The notes are due July 28, 2010, and have a coupon of Libor plus 10 bps.

Agents were Merrill Lynch, Pierce, Fenner & Smith; and Citigroup Global Markets.

Few new deals seen Friday

Elsewhere, a market source said primary activity is likely to remain quiet again on Friday.

"I don't see any problems in the market, but we're just not seeing a big volume of pricings," he said.

"Things may pick up a little bit next week."

Asked what sectors might be in the market, the source said he feels pretty confident that financial and tech names will probably make an appearance, but he said he couldn't name any particular offerings.

Financials seen weaker

A trader said that with financial-sector stocks getting hit badly - the group dropped 6.7% on the day - the sectors bonds "were a little bit weaker across the board. Near the end of the day, weakness in the stock market translated into weakness in the financials," although he did not see a lot of financial debt actually trading around. "So I can't say that things are really getting whacked."

Instead, he characterized it as "just a weakness in the market."

WaMu leads the way lower

With Washington Mutual's shares getting hit on continued negative investor response to the poor numbers put out by the giant Seattle-based thrift on Tuesday - WaMu's NYSE-traded shares tumbled 62 cents, or 13.33%, to $4.03, on volume of 335 million, about five times the usual daily handle - he said its bonds "were weaker across the board," although he said that he saw "a lot of paper offered out there, but I didn't see a lot of trading."

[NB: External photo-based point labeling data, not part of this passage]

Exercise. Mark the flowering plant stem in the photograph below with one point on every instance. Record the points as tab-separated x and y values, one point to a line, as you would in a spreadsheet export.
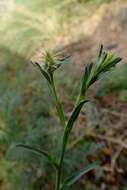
91	74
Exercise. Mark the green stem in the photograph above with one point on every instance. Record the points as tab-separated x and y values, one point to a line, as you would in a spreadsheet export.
58	105
59	171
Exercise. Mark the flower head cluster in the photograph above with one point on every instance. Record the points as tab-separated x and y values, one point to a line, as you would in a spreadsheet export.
93	71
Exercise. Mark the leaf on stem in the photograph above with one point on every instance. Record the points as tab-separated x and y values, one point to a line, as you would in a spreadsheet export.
76	176
74	116
43	72
105	62
46	154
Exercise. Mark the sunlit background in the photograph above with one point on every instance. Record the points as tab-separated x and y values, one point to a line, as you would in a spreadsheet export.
28	28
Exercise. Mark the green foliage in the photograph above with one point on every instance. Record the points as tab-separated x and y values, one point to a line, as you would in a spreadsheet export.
115	83
92	73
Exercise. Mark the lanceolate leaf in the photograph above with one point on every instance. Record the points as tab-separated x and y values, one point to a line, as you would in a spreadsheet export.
75	114
76	176
44	73
46	154
64	60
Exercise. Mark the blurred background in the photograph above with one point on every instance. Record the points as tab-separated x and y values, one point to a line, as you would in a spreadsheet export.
27	111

He estimated that generically speaking, the bonds - which have fallen so far that they are now usually quoted in dollar-price terms rather than on a spread-versus Treasuries basis, despite their nominally still-investment-grade ratings - were down about 3 to 5 points, particularly the longer-dated paper.

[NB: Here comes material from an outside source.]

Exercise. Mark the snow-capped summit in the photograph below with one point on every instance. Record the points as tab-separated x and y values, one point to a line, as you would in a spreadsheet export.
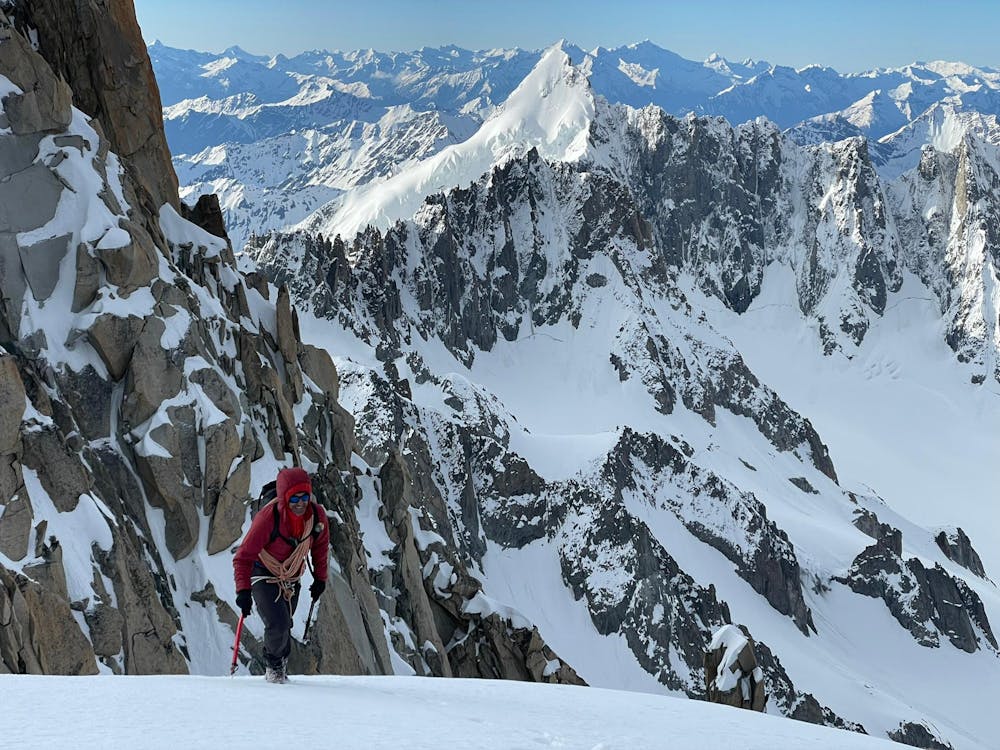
550	111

"But I didn't necessarily see a lot trading."

At another shop, a trader characterized WaMu as "the big name today," quoting its 4% notes due 2009 down 2 points at 89 bid, 91 offered. Its 5% notes due 2012 were seen at 70.5 bid, which translates to a spread of some 1,277 bps over Treasuries, while its 5.65% notes due 2014 dropped to 65.25, or 1,097 bps over.

A trader watching the credit-default swaps market meantime said that the thrift's debt-protection costs had ballooned out by 125 bps on the session - a sure sign of waning investor confidence in the company - quoting its CDS cost at 835 bps bid, 855 bps offered.

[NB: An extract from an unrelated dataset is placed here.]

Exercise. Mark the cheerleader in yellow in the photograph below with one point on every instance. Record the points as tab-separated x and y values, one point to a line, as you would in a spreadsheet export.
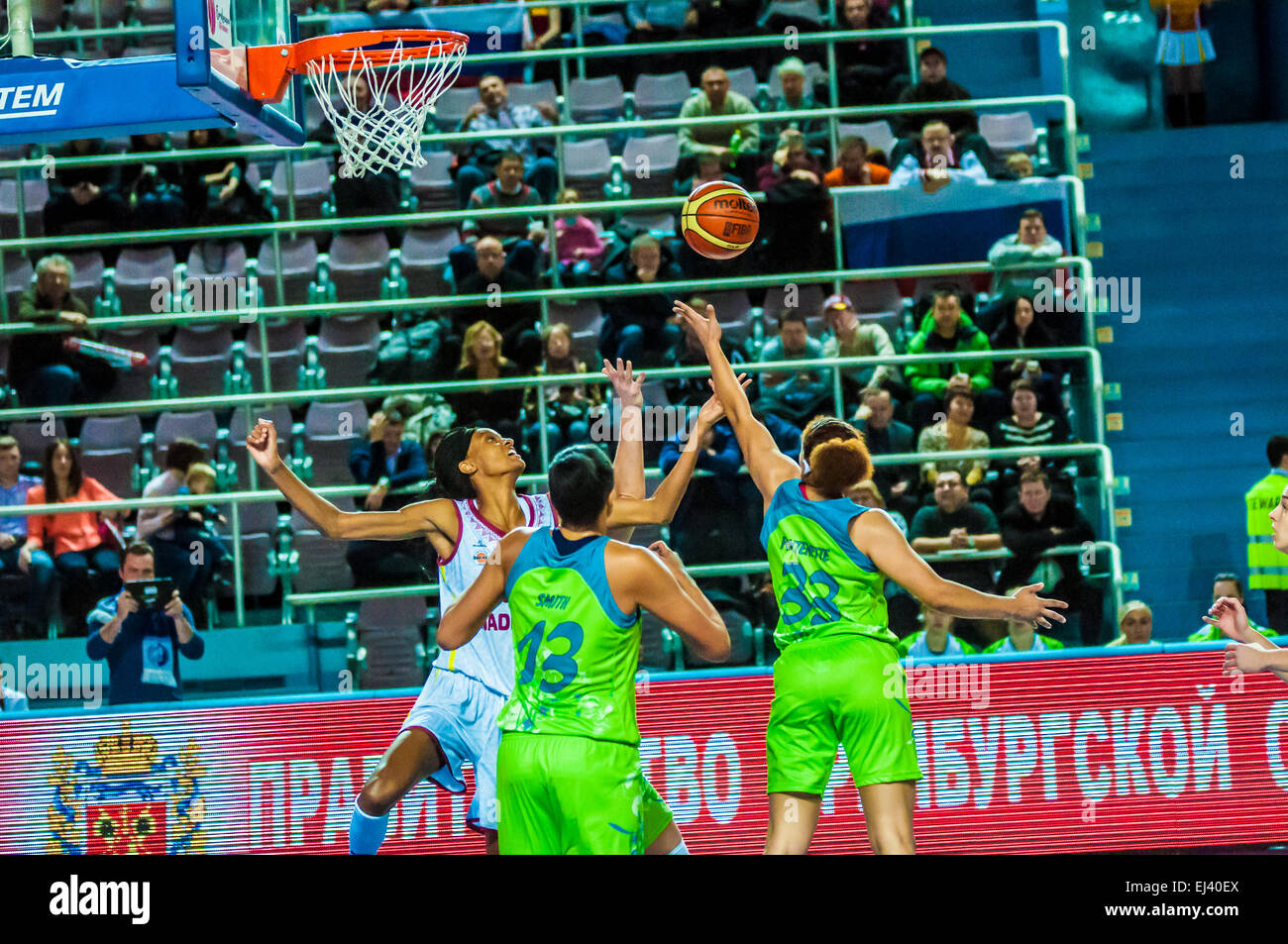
1184	47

On Tuesday, WaMu reported a second-quarter loss of $3.3 billion, due to the increases in loss reserves which the largest U.S. savings institution took to cover souring loans in its mortgage portfolio. While its bonds initially held steady, perhaps influenced by company executives' assertions that its liquidity and capitalization is more than adequate, those bonds and shares were in retreat Wednesday, with the downturn spilling over into Thursday as well.

Financials mixed despite WaMu slide

In the wake of WaMu's well-publicized troubles, other financial-sector downsiders included J.P. Morgan Chase & Co.'s 6% notes due 2018, seen 19 bps wider at 237 bps, as well as Lehman Brothers Holdings Inc.'s 6 7/8% notes due 2018 whose spread widened by 25 bps to just under 400 bps. Wachovia Corp.'s 7.98% notes due 2018 moved out around 20 bps, to 600 bps over.

However, other financial issues were seen mostly mixed. Bank of America's 4.75% notes due 2015 were quoted having come in by 10 bps to the 185 bps level, although a market source did see its 5.65% notes due 2018 essentially unchanged at 268 bps.

Another gainer was American Express Co.'s 7% notes due 2018, also in by 10 bps to about the 295 bps level.

A trader said that credit-protection costs for big-bank and major brokerage paper was 8 bps to 15 bps wider for the former - apart from the big jump taken by WaMu - and 5 bps to 15 bps wider for the latter.

Non-financials also mostly wider

Among the industrials, a market source saw Cisco Systems Inc.'s 5.25% notes due 2011 wider by 7 bps on the day at 123 bps, AT&T Inc.'s 5.60% notes due 2018 wider by 1 bp at 159 bps, and Comcast Corp.'s 6.40% bonds due 2038 wider by 8 bps at 253 bps.

However, a significant exception to the trend was Philip Morris International Inc., whose 4.875% notes due 2013 tightened by some 37 bps to 168 bps, after the tobacco giant reported a 23% rise in quarterly earnings on Wednesday.